Там мне, скорее всего, приходилось ждать у дверей. Он обожал опаздывать. Он превратил это в искусство, его будто притягивало к фантасмагоричным обстоятельствам. В какой-то раз он попал на автобусе в аварию и шел пешком с другого конца города, потому что умудрился потратить последние двадцать рублей налички на бесполезный блокнотик с собачкой, и долго показывал его мне, умиляясь.

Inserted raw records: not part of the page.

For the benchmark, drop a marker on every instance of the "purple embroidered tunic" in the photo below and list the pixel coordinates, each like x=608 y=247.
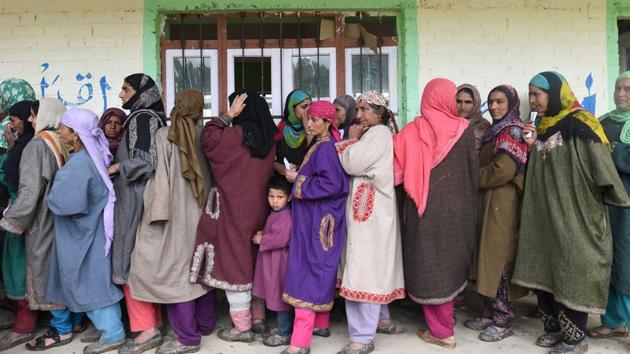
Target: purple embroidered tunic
x=319 y=229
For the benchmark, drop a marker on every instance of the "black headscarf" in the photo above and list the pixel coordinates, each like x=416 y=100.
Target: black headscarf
x=256 y=122
x=11 y=166
x=147 y=95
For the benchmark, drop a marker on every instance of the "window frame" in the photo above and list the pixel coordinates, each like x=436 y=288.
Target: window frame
x=213 y=55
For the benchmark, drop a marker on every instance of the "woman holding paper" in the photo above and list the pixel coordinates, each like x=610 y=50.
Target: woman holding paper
x=565 y=244
x=502 y=158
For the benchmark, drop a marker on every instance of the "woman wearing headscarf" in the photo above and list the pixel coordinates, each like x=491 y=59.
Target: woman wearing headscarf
x=318 y=232
x=14 y=249
x=468 y=102
x=294 y=141
x=111 y=123
x=82 y=202
x=240 y=148
x=565 y=244
x=371 y=269
x=503 y=158
x=346 y=108
x=174 y=198
x=29 y=216
x=617 y=128
x=133 y=164
x=436 y=161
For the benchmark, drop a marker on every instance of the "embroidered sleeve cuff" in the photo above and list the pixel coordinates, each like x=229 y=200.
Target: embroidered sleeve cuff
x=343 y=145
x=298 y=186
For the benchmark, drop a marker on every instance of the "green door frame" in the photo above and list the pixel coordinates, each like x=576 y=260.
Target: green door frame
x=614 y=11
x=405 y=10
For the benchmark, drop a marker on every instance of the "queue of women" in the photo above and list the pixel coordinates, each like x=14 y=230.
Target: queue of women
x=135 y=223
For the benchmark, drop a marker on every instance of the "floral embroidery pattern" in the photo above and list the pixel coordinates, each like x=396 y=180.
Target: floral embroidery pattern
x=305 y=304
x=343 y=145
x=326 y=231
x=298 y=186
x=372 y=298
x=551 y=143
x=363 y=202
x=213 y=204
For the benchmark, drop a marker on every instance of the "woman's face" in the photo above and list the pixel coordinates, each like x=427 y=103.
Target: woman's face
x=538 y=100
x=300 y=110
x=317 y=127
x=341 y=114
x=66 y=134
x=498 y=104
x=17 y=125
x=366 y=114
x=33 y=118
x=113 y=127
x=465 y=104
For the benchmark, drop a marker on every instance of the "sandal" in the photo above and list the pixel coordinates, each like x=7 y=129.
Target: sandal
x=478 y=324
x=605 y=332
x=40 y=342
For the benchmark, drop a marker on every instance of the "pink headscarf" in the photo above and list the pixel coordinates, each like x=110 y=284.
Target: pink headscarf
x=325 y=110
x=85 y=123
x=423 y=144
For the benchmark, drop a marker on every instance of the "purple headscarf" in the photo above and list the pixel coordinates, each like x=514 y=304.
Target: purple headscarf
x=85 y=123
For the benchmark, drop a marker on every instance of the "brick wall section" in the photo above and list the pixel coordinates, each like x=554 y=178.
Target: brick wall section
x=73 y=37
x=490 y=42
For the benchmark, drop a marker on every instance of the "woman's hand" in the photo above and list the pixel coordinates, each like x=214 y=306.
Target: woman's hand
x=237 y=106
x=290 y=175
x=529 y=134
x=113 y=169
x=356 y=131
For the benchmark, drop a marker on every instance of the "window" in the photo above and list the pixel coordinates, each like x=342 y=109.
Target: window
x=320 y=52
x=365 y=71
x=176 y=81
x=306 y=70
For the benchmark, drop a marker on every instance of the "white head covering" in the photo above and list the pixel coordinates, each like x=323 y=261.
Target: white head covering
x=49 y=114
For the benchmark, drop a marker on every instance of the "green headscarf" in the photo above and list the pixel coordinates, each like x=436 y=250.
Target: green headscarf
x=293 y=133
x=12 y=91
x=620 y=116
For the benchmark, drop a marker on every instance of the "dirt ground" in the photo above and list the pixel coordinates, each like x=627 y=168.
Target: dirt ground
x=408 y=318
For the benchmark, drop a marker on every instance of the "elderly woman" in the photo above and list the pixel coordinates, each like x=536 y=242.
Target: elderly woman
x=435 y=158
x=346 y=108
x=14 y=251
x=29 y=215
x=502 y=159
x=82 y=202
x=294 y=141
x=617 y=128
x=371 y=271
x=319 y=229
x=570 y=177
x=240 y=148
x=111 y=122
x=469 y=106
x=134 y=163
x=174 y=198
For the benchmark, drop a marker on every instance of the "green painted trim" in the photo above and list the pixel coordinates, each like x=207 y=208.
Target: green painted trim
x=405 y=10
x=614 y=11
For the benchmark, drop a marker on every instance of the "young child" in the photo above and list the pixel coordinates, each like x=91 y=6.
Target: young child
x=271 y=264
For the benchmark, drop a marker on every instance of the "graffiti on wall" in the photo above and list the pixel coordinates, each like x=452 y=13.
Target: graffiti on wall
x=85 y=91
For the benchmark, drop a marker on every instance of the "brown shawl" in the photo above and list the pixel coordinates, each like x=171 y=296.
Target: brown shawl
x=184 y=116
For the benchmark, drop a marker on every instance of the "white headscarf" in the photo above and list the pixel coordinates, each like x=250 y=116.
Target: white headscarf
x=49 y=114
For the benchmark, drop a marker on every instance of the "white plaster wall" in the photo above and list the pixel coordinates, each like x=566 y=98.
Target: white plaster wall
x=491 y=42
x=103 y=38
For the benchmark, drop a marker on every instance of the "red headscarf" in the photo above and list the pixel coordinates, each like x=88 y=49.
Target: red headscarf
x=107 y=115
x=423 y=144
x=326 y=110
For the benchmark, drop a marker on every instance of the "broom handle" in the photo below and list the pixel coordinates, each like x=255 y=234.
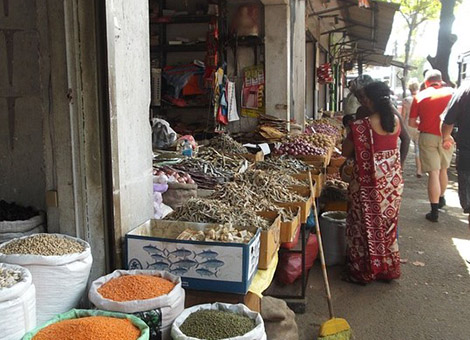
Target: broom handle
x=322 y=256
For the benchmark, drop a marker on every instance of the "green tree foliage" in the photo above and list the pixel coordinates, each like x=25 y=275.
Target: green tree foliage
x=415 y=13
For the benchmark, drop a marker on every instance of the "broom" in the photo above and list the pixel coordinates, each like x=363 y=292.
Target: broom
x=335 y=328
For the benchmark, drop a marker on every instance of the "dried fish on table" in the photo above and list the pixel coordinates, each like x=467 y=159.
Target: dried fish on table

Так вот — я ждала его, покрывая ругательствами, мечтая о долгой и мучительной мести, потом он появлялся, запыхаясь, и стирал мои тирады ослепительной улыбкой.
Что делал Игорь до этого, предсказать было сложно. Однажды он пришел пьяный, не в силах объяснить, когда успел после универа наклюкаться. В самый первый раз он был весь в какой-то желтой грязи и сказал, что вместе с другом они ловили утку на Карьере.
Мы усаживались… я усаживалась, Игорь начинал метаться по квартире, как подстреленная чайка. Он заваривал чай, подбирал музыку, потягивался, кричал из другой комнаты: «Идешь на тусовочку в субботу? Ну и контингент! Ты бы видела!» Наконец, тоже садился рядом. Мы читали, как полагалось, под глухой бит отвратительные философские трактаты, и когда глаза уже начинали замыливаться, а в мозгу будто лежали груды камней, вздыхали и приступали к работе. Я не могла уйти дальше эскизов, потому что браковала каждый, ломала карандаши, грызла ногти. Не совсем ясно, чем занимался Игорь. Вроде бы писал стихи, вроде изучал скандинавскую литературу. Лицо он всё же делал очень напряженное.
Неизменно наступал момент, когда он кричал: «Всё, за***ло!» и включал лекцию, и мы усаживались курить на подоконник, пытаясь запомнить, что вещали нам историки, филологи, архитекторы и нейробиологи.
К концу вечера мы становились обычными людьми и топили квартиру в беззаботном смехе.